The differences between the four English museum domains showed a trend towards a difference (F 3, 96 = 2.5 p = 0.065) The academic museum home pages fared best, with an average of only 5.3 different Checkpoints violated and the National museums fared worst, with an average of 6.9 different Checkpoints violated. Note that this ordering of the different domains is different from that revealed by the percentage of museums passing Priority Level 1. The higher number of Checkpoints violated by national museums may reflect the use of more ambitious web designs by these museums (a possibility being investigated in current research at City University).

The User Measure (Violations), the mean number of instances of all Checkpoint violations, was 49.4 per home page for English museums and 67.9 for the International comparison museums. Note how the typically small number of different Checkpoints violated produces a large number of instances of violations, and hence a potentially poor user experience. The difference between the English and International museums was not significant, in spite of the large difference in the mean values (F 1, 123 = 1.84), undoubtedly because of the large variance within the English museum domains. Clearly the division here is between the English academic and Local Authority funded museums that fare much better than the English Independent and National museums and the International museums that fare much less well. Again, this may well reflect more ambitious web designs in the later group, and is currently being investigated further.

Taking the same analysis for warnings rather than actual violations, the Designer Measure (Warnings) produced a mean of 32.4 for English museums and 35.2 for the International comparison museums. Thus there are many Checkpoints that the average web design team need to address to make the home page accessible – which seems quite a daunting task. However, the Disability Rights Commission (2004) study found that there was quite a low rate of "conversion" of warnings to actual violations. This is clearly an area where the automated tools could attempt to improve the information they are providing to web developers. Indeed, this is an area where groups who provide such tools are working to improve the support they offer. The difference between the English and the International museums was significant (F 1, 123 = 4.05, p < 0.05), with English museums again faring better on this measure. The differences between the different English domains were also significant (F 3, 96 = 5.05, p < 0.005), with the National museums clearly faring worse than the other domains.

The User Measure (Warnings) produced a mean of 126.6 instances of warnings for English museums and 171.5 instances of warnings for the International comparison museums. One now begins to understand now why disabled people find browsing web pages so difficult. The average English museum home page presents a disabled user with a mean of 159.0 potential stumbling blocks (32.4 actual violations and 126.6 warnings of possible problems).
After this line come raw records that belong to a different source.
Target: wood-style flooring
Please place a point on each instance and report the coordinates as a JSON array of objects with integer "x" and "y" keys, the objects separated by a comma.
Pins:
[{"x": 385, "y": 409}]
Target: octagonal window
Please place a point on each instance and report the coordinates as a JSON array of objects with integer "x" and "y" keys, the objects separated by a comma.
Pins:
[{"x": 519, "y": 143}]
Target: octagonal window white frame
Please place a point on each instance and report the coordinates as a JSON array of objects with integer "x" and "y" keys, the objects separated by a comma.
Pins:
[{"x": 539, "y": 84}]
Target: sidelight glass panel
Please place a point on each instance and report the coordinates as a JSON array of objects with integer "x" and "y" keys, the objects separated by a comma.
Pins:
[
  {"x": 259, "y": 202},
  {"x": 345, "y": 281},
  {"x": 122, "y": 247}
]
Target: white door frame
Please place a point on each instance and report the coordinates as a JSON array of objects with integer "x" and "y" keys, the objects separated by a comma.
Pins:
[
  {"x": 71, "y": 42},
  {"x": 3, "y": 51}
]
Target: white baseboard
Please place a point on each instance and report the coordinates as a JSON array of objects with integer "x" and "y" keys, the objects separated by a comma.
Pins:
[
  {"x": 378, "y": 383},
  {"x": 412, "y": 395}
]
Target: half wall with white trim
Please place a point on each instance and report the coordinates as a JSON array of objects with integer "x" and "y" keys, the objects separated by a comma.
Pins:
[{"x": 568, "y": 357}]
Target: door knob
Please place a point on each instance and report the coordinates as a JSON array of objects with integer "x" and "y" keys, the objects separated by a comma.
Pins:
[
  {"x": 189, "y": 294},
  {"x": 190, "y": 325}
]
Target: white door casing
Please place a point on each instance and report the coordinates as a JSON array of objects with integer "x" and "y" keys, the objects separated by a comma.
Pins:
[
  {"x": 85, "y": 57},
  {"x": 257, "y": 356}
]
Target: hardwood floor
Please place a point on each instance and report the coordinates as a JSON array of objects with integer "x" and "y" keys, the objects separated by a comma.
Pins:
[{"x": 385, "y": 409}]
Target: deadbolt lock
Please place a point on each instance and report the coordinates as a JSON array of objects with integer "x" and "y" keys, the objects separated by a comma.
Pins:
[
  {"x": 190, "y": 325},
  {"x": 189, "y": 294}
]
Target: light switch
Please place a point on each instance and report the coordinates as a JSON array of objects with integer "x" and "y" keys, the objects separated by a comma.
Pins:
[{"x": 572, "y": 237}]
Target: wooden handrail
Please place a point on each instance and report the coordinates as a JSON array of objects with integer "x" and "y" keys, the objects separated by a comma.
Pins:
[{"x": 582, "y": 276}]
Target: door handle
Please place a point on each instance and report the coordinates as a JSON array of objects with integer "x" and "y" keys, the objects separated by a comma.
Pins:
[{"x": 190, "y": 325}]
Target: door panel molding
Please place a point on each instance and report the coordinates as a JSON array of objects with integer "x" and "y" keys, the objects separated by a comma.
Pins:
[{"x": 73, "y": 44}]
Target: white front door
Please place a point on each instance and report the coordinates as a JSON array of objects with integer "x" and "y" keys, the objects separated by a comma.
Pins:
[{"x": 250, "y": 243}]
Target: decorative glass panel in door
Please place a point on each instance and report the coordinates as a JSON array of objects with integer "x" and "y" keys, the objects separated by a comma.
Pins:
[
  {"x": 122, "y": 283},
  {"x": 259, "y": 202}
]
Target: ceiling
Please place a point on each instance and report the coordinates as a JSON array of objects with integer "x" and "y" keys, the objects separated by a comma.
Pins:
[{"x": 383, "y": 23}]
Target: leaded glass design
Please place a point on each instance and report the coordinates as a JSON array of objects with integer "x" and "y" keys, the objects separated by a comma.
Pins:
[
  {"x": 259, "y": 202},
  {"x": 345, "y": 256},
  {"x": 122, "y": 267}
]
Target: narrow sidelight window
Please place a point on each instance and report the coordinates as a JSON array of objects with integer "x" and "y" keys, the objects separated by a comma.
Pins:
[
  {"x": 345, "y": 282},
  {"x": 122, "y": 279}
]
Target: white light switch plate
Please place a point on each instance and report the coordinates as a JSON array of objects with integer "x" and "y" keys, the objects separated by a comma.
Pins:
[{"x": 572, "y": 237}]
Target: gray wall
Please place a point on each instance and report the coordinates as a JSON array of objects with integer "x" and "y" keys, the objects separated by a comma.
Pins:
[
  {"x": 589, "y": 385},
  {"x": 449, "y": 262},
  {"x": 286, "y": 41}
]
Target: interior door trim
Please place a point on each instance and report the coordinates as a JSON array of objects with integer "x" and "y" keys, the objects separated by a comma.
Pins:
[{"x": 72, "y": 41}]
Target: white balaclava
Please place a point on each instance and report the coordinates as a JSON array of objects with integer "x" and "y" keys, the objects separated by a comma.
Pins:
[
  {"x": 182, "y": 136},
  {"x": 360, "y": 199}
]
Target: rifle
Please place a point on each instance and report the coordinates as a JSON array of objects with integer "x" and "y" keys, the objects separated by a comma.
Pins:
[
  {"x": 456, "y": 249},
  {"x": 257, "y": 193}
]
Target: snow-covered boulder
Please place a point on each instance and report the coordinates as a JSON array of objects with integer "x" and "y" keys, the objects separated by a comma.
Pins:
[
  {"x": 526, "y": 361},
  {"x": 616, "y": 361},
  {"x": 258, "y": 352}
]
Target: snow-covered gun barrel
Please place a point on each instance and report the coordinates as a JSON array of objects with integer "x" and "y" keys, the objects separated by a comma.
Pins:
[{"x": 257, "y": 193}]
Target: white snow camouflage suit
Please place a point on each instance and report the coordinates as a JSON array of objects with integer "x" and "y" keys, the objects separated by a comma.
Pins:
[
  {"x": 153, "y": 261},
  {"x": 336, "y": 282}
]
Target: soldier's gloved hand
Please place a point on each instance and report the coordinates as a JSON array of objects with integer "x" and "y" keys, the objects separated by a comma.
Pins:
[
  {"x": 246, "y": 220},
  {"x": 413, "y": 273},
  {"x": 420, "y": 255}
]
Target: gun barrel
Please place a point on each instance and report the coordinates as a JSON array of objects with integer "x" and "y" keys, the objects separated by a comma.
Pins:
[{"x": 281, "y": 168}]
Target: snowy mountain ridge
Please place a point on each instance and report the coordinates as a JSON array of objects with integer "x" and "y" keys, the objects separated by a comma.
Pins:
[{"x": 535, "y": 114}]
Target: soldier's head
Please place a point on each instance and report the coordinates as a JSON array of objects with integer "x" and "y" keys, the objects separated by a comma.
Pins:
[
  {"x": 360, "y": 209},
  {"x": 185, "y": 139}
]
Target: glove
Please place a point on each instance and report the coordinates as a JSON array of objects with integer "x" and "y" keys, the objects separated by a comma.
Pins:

The corresponding figure for the International comparison group is 206.7 potential stumbling blocks (35.2 actual violation and 171.5 warnings of possible problems). The difference between the English and International Museums was not significant for this measure. However, the differences between the different English domains was highly significant (F 3, 96 = 7.10, p < 0.0005), with Local Authority funded museums faring best and national museums faring worst.

User evaluations

Technical accessibility, the conformance to the WCAG1 Checkpoints, is one vital aspect of the accessibility of a Web site. However, equally important is whether users with disabilities can use the site. As outlined above, for a subset of 12 of the 125 Web sites studied, this was investigated by a user evaluation study.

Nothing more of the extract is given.